One Lens, Many Worlds : A Capability-Typed Interface for World-Model Interpretability
Researchers introduce WorldModelLens, an open-source interpretability framework that unifies analysis across diverse world model architectures (recurrent state-space models, token-based transformers, and joint-embedding systems) through a standardized capability-typed interface. The tool enables researchers to apply interpretability methods once rather than reimplementing them for each model architecture, addressing fragmentation in AI model analysis tooling.
WorldModelLens addresses a significant fragmentation problem in AI interpretability research. As world models have evolved across multiple computational architectures—from PlaNet's recurrent approaches to transformer-based IRIS and joint-embedding I-JEPA systems—interpretability researchers have repeatedly rebuilt the same analytical tools for each new framework. This redundancy wastes resources and slows scientific progress in understanding how these models function.
The framework's innovation lies in identifying shared structural primitives across seemingly different architectures. By defining a minimal typed interface requiring four core methods (encode, transition, initial state, sample) and optional capability heads (decode, reward, continue, actor, critic), the authors create a unified abstraction layer. This design elegantly accommodates both reinforcement-learning and self-supervised models as first-class citizens rather than forcing one paradigm to imitate another.
The technical impact extends to the interpretability methods themselves. Probing, activation patching, sparse autoencoders, and surprise analysis can now be implemented once and applied across all conforming world models. The framework's single hook-and-cache layer handles time-indexed activations, imagination rollouts, and intervention replay—capabilities essential for analyzing generative and predictive models that existing transformer-focused tooling typically overlooks.
For the broader AI research community, this standardization reduces barriers to comparative analysis across model families.
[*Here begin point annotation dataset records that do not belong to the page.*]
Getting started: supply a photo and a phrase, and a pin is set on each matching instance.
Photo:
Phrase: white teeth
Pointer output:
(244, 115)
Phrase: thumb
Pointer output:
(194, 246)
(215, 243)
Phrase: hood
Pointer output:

Researchers can now systematically study how different architectures learn representations and dynamics without reimplementing foundational tools. As world models become increasingly central to embodied AI and reinforcement learning, having shared interpretability infrastructure accelerates the field's understanding of these systems.
- →WorldModelLens unifies interpretability analysis across diverse world model architectures through a standardized capability-typed interface.
- →The framework requires only four core methods per model, reducing implementation burden and enabling code reuse across different systems.
- →Interpretability techniques can now be written once and applied to multiple model families rather than reimplemented separately.
- →The design treats reinforcement-learning and self-supervised models as equivalent first-class participants without forcing architectural imitation.
- →Shared infrastructure accelerates comparative research and understanding of how different world model substrates learn and represent environment dynamics.